You will probably be feeding your bees with fondant at the start of the year, so it is most important that they have good pollen sources locally.

Flowering Trees

Many trees which are excellent food sources for bees are too large for most gardens, eg horse chestnut
Willows – salix species are good for pollen
Almond, Flowering Cherry and plum (prunus species), Crab Apple (malus species) and similar early flowering fruit trees will provide both nectar and pollen
Hawthorn (crategus)

Shrubs

Berberis
Cotoneaster is a great favourite with bees, for both pollen and nectar
Doronicum
Mahonia
Philadelphus
Pyracantha
Ribes (flowering currant)
Rubus (raspberry and related fruit bushes)

Bulbs and Other Perennial Flowers

Crocus – all types provide rich sources of pollen
Cheiranthus and Erysimum – wallflowers for pollen and nectar
Galanthus – snowdrops are valuable because they flower so early
Muscari – grape hyacinth are good for pollen

Summer Plants for Bees

There is no shortage of excellent flowering plants in this season, but here are a few especially suitable for bees.

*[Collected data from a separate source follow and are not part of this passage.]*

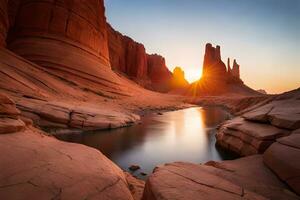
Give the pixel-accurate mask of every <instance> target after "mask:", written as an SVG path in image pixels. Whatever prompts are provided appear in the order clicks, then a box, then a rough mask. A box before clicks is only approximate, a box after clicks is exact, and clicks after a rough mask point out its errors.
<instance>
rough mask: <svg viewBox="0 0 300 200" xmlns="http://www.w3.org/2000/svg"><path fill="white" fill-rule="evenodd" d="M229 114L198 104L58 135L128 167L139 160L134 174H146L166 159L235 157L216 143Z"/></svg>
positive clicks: (230, 158)
mask: <svg viewBox="0 0 300 200" xmlns="http://www.w3.org/2000/svg"><path fill="white" fill-rule="evenodd" d="M229 118H230V114H229V113H228V112H226V111H225V110H223V109H221V108H219V107H207V108H202V107H194V108H188V109H184V110H179V111H173V112H166V113H163V114H162V115H160V114H151V115H148V116H145V117H143V118H142V121H141V123H140V124H137V125H134V126H131V127H127V128H120V129H115V130H107V131H96V132H86V133H82V134H70V135H57V136H56V137H57V138H58V139H61V140H64V141H68V142H75V143H81V144H85V145H87V146H90V147H94V148H96V149H99V150H100V151H101V152H102V153H103V154H105V155H106V156H107V157H108V158H110V159H111V160H112V161H114V162H115V163H116V164H117V165H119V166H120V167H121V168H122V169H124V170H128V167H129V166H130V165H132V164H137V165H139V166H140V167H141V169H140V170H138V171H136V172H134V174H135V175H136V176H139V177H143V176H141V174H140V173H141V172H144V173H147V174H150V173H151V172H152V170H153V168H154V167H155V166H157V165H160V164H163V163H168V162H174V161H186V162H193V163H203V162H207V161H209V160H217V161H219V160H224V159H233V158H235V156H234V155H231V154H229V153H228V152H223V151H222V150H220V149H218V148H217V147H216V146H215V143H216V139H215V134H216V128H217V126H218V125H219V124H220V123H222V122H223V121H225V120H227V119H229Z"/></svg>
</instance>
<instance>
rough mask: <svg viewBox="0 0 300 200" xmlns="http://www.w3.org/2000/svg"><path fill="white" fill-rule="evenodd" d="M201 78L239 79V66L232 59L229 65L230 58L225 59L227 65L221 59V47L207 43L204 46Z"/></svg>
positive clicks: (234, 59) (210, 78)
mask: <svg viewBox="0 0 300 200" xmlns="http://www.w3.org/2000/svg"><path fill="white" fill-rule="evenodd" d="M202 78H203V79H205V80H207V81H218V82H219V81H221V82H232V81H234V80H236V81H237V82H241V79H240V66H239V65H238V64H237V62H236V60H235V59H234V61H233V66H232V68H231V66H230V58H228V60H227V67H226V65H225V63H224V62H223V61H222V59H221V47H220V46H216V47H213V46H212V44H210V43H208V44H206V46H205V55H204V61H203V73H202Z"/></svg>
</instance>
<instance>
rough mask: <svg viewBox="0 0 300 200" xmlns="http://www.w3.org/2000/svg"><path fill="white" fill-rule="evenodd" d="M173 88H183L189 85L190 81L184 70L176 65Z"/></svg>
mask: <svg viewBox="0 0 300 200" xmlns="http://www.w3.org/2000/svg"><path fill="white" fill-rule="evenodd" d="M171 85H172V89H173V90H174V89H181V88H186V87H188V86H189V83H188V81H187V80H186V79H185V74H184V71H183V70H182V69H181V68H180V67H175V68H174V70H173V78H172V82H171Z"/></svg>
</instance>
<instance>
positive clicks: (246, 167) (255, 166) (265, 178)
mask: <svg viewBox="0 0 300 200" xmlns="http://www.w3.org/2000/svg"><path fill="white" fill-rule="evenodd" d="M298 198H299V197H298V196H297V195H295V194H294V193H292V192H290V191H289V190H288V188H287V187H286V186H285V184H283V183H282V182H281V181H280V180H279V179H278V178H277V177H276V176H275V175H274V174H273V173H272V172H271V170H269V169H268V168H267V167H265V166H264V164H263V159H262V156H260V155H258V156H251V157H247V158H242V159H238V160H234V161H224V162H220V163H218V162H208V163H206V164H205V165H199V164H190V163H180V162H177V163H171V164H165V165H163V166H159V167H157V168H156V169H155V170H154V173H153V174H152V175H151V176H150V177H149V178H148V180H147V182H146V186H145V191H144V195H143V200H163V199H178V200H181V199H182V200H185V199H190V200H194V199H195V200H196V199H197V200H199V199H206V200H208V199H213V200H215V199H274V200H275V199H298Z"/></svg>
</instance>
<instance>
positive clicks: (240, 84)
mask: <svg viewBox="0 0 300 200" xmlns="http://www.w3.org/2000/svg"><path fill="white" fill-rule="evenodd" d="M186 93H187V94H189V95H190V94H192V95H196V96H199V95H220V94H224V93H232V94H238V95H257V94H259V93H258V92H256V91H254V90H252V89H251V88H249V87H247V86H246V85H244V83H243V81H242V80H241V79H240V66H239V65H238V64H237V62H236V60H234V62H233V66H232V67H231V66H230V59H229V58H228V60H227V67H226V65H225V64H224V62H223V61H222V59H221V47H220V46H216V47H213V46H212V44H210V43H208V44H206V46H205V55H204V61H203V70H202V77H201V79H200V80H199V81H196V82H194V83H192V84H191V87H189V89H188V91H187V92H186Z"/></svg>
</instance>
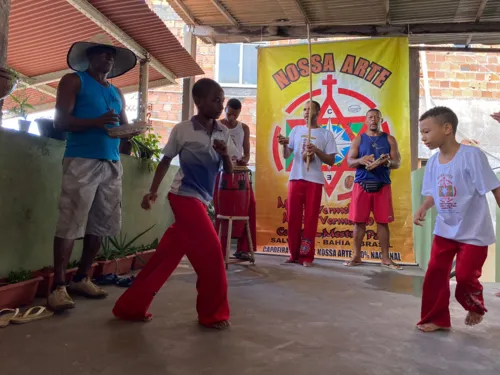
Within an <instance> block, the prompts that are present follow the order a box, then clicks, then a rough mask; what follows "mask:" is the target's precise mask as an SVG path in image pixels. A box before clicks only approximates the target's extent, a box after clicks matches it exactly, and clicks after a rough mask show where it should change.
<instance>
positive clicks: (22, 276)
mask: <svg viewBox="0 0 500 375" xmlns="http://www.w3.org/2000/svg"><path fill="white" fill-rule="evenodd" d="M32 278H33V277H32V275H31V272H30V271H26V270H25V269H22V268H21V269H19V270H18V271H11V272H10V273H9V275H8V276H7V284H17V283H20V282H23V281H27V280H31V279H32Z"/></svg>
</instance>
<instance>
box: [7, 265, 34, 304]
mask: <svg viewBox="0 0 500 375" xmlns="http://www.w3.org/2000/svg"><path fill="white" fill-rule="evenodd" d="M42 280H43V278H42V277H33V275H32V274H31V272H30V271H26V270H23V269H20V270H19V271H12V272H11V273H9V275H8V276H7V278H5V279H2V280H0V309H4V308H11V309H12V308H17V307H19V306H23V305H29V304H31V303H32V302H33V300H34V299H35V294H36V290H37V288H38V284H39V283H40V281H42Z"/></svg>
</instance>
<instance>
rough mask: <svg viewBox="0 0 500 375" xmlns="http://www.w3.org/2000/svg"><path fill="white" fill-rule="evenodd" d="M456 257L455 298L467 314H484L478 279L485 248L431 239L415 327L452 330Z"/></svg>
mask: <svg viewBox="0 0 500 375" xmlns="http://www.w3.org/2000/svg"><path fill="white" fill-rule="evenodd" d="M455 255H456V256H457V262H456V266H455V271H456V279H457V287H456V289H455V298H456V299H457V301H458V302H459V303H460V304H461V305H462V306H463V308H464V309H465V310H466V311H473V312H477V313H479V314H484V313H485V312H486V311H487V310H486V308H485V307H484V299H483V287H482V285H481V284H480V283H479V278H480V277H481V270H482V268H483V264H484V262H485V261H486V257H487V255H488V246H475V245H468V244H465V243H462V242H457V241H454V240H449V239H447V238H443V237H439V236H434V241H433V243H432V250H431V260H430V261H429V265H428V268H427V272H426V273H425V279H424V286H423V290H422V311H421V320H420V322H419V323H418V324H425V323H434V324H436V325H438V326H439V327H442V328H449V327H451V319H450V310H449V304H450V272H451V268H452V266H453V258H454V257H455Z"/></svg>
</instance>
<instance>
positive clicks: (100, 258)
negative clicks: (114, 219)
mask: <svg viewBox="0 0 500 375" xmlns="http://www.w3.org/2000/svg"><path fill="white" fill-rule="evenodd" d="M153 227H154V225H152V226H151V227H149V228H148V229H146V230H145V231H143V232H141V233H139V234H138V235H137V236H135V237H134V238H132V239H131V240H129V241H127V235H126V234H125V235H123V234H122V233H120V235H119V236H114V237H105V238H103V239H102V242H101V251H100V252H99V254H98V256H97V260H112V259H116V258H122V257H126V256H127V255H131V254H134V253H135V252H136V251H137V247H133V246H132V245H133V243H134V242H136V241H137V240H138V239H139V238H141V237H142V236H143V235H145V234H146V233H147V232H149V231H150V230H151V229H153Z"/></svg>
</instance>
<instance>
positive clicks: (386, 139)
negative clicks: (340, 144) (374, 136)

Flowering Trees and Shrubs

Acer (maple) most garden varieties provide nectar and pollen
Cytisus (broom
Escallonia for) hedging
Eucryphia
Hebe – long flowering season
Philadelphus (mock orange flower)
Roses with single flowers, eg rosa mundi, kiftsgate
Skimmia

Annual and Perennial Flowers

Aubretia – long flowering season
Centauria (cornflower)
Echium
All native geraniums [NB NOT pelargonium]
Helianthus (Sunflower)
Impatiens
Kniphofia (red-hot pokers)
Lilium -excellent for pollen
Lavatera (mallow)
Limanthes douglasii (poached egg plant)
Lithodora
Nepeta (cat nip)
Papaver (poppies)  excellent for pollen
Phacelia tanacetifolia
Romneya coulteri (californian poppy)
Solidago (Golden Rod)

Herbs are good for bees

Boragio and related herbs like comfrey
Lavandula (lavender)
Mentha (mint)
Origanum (marjoram, oregano)
Rosemarinus (rosemary)
Thymus (thyme)

Late Summer – Autumn Plants for Bees

Asters, especially multiple heads like Michaelmas daisies
Calluna (ling heather)
Erica (bell heather)
Gaillardia
Hydrangea (choose lace-cap varieties)
Hypericum (rose of sharon)
Lamium (dead nettles)
Nemophila (shoo-fly plant)
Sedum (ice plant)
Stranvaesia

Plants Dangerous to Bees

Aesculus californica [Red horsechestnut – California Buckeye] – Common
Gelsemium sempervirens [Yellow jessamine] – Uncommon
Zigadenus glaberrimus [Sandbog Deathcamas] – Very unusual

Honey Dangerous to Humans?

Rhododendron Ponticum
Coriaria arborea [Tutu bush] New Zealand
Both of these plants may produce honey toxic to humans if  they are exclusive sources for the nectar, but the bees suffer no ill-effects.